First, a reference picture of the electrical panel just in case … before hand.
The electrical panel out and the PI unit off to the side … just sitting there waiting for me to cut the big black wire … (yikes, maybe a beer first … maybe two … nahhhhh)
The wiring is done! (10 gauge wire is not fun, another beer is in order!)
The finished installation! Everything is tucked up inside the cavity where the electrical panel is and the small controller/display panel fits well just above and to the left. It has a simple single wire that runs to it from the main box.
We really didn’t like the plastic “RV” double sink that came with the camper and knew eventually we’d want a residential style sink. I’ve never put one in before but figured I could do it. We bought one at Home Depot and the only real difference was we bought one with a 7” deep bowl instead of what appears to be a standard of 8” deep.
Here I am all proud of myself, I got the old sink out … without breaking it if I need to put it back!
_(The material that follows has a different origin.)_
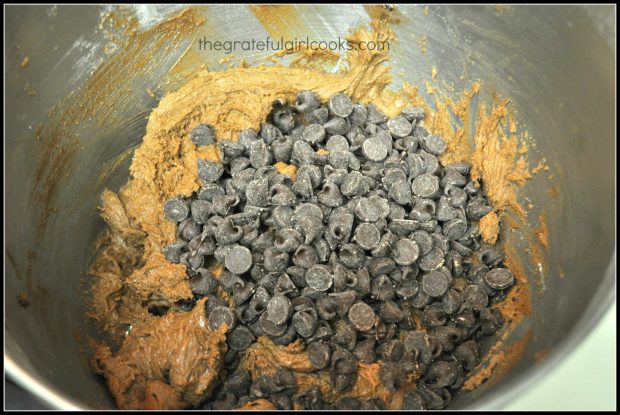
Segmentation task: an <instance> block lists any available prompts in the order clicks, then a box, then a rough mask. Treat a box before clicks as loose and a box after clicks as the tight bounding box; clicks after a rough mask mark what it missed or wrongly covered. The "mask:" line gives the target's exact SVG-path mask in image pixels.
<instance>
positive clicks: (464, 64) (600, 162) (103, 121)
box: [5, 5, 615, 409]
Me … staring at the plumbing underneath figuring “I can pull this off … I think … and if not, I call a plumber”. Kinda the old saying ‘I’m sure somebody can fix whatever I screw up’.
The hole … dutifully taped off with painters tape and marked up for “the cut” …
Candi and I still smiling at each other just before I actually cut “the hole” … hoping it will end the same way and we’re still smiling.
The sink is IN!
The beer is COLD! (and the sink and plumbing don’t leak!)